An indirect immunofluorescence assay (IFA) was used to identify patients with antibodies reactive to the human granulocytic ehrlichiosis (HGE) agent. Serum samples collected from clinically ill individuals were submitted to the Centers for Disease Control and Prevention by physicians via state health departments from throughout the United States and tested against a panel of ehrlichial and rickettsial pathogens. Antibodies reactive to the HGE agent were detected in 142 (8.9%) of 1,602 individuals tested. There were 19 confirmed and 59 probable (n = 78) cases of HGE as defined by seroconversion or a fourfold or higher titer to the HGE agent than to the Ehrlichia chaffeensis antigens.

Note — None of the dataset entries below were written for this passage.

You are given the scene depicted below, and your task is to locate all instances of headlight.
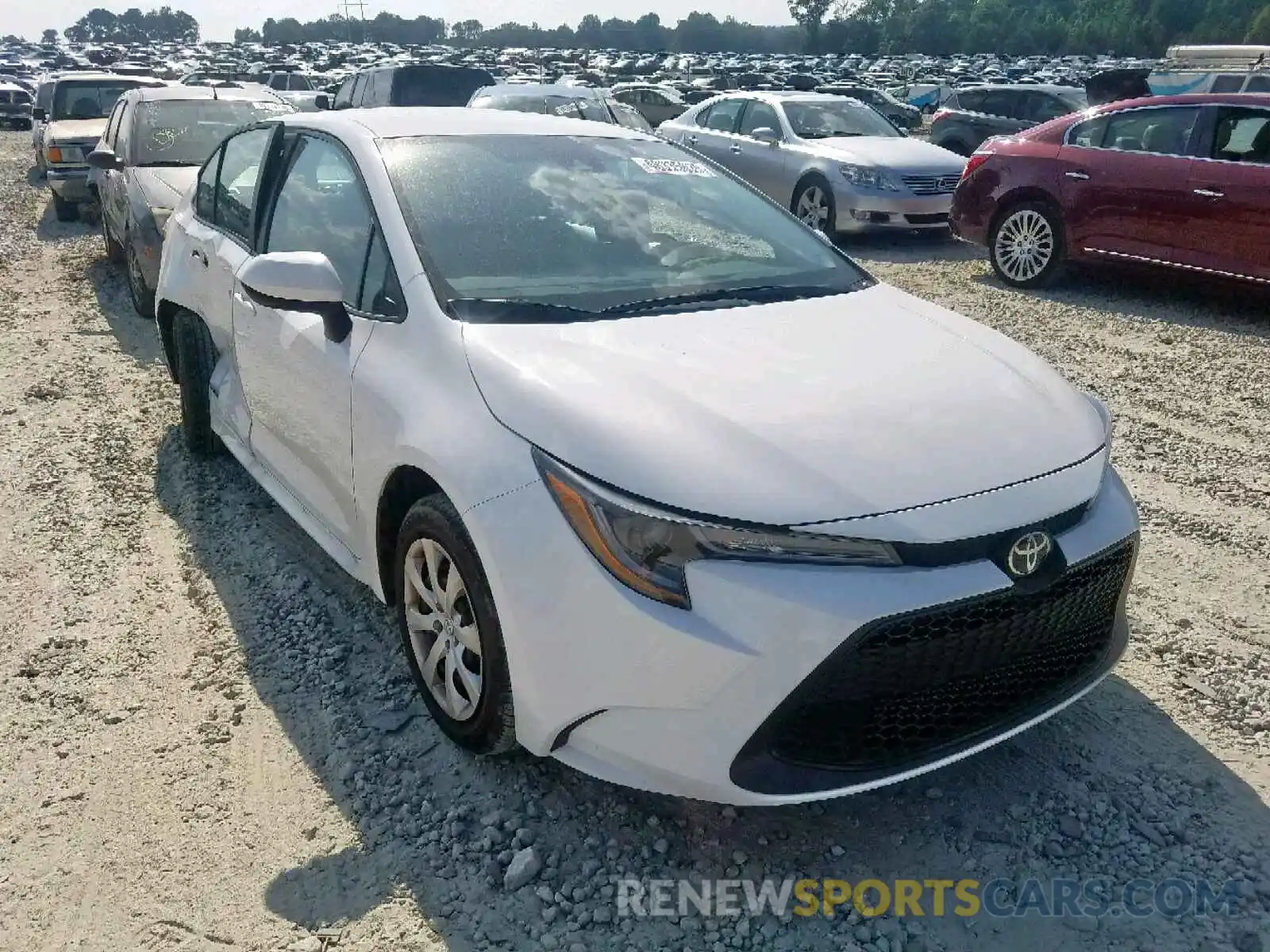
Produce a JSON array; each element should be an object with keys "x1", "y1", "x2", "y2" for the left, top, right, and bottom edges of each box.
[
  {"x1": 533, "y1": 448, "x2": 900, "y2": 608},
  {"x1": 841, "y1": 165, "x2": 899, "y2": 192},
  {"x1": 150, "y1": 208, "x2": 171, "y2": 235}
]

The average age of patients with HGE was 57 years, and males accounted for 53 (68%) of the patients. Cases of HGE occurred in 21 states; 47 (60%) of the cases occurred in Connecticut (n = 14), New York (n = 18), and Wisconsin (n = 15). Onset of HGE was identified from April through December, with cases peaking in June and July. The earliest confirmed cases of HGE occurred in 1987 in Wisconsin and 1988 in Florida. No fatalities were reported among the 78 patients with confirmed or probable HGE. Reactivity to the HGE agent and to either Coxiella burnetii, Rickettsia rickettsii, or Rickettsia typhi was infrequent; however, 74 (52%) of the 142 individuals who were positive for HGE had at least one serum sample that also reacted to the E. chaffeensis antigen. Thirty-four persons with confirmed or probable human monocytic ehrlichiosis due to E. chaffeensis also had antibodies to the HGE agent in at least one serum sample. The specific etiologic agent for 30 patients was not ascribed because of similarity of titers to both ehrlichial antigens. The use of both antigens may be required to correctly diagnose most cases of human ehrlichiosis, especially in geographic regions where both the HGE agent and E. chaffeensis occur.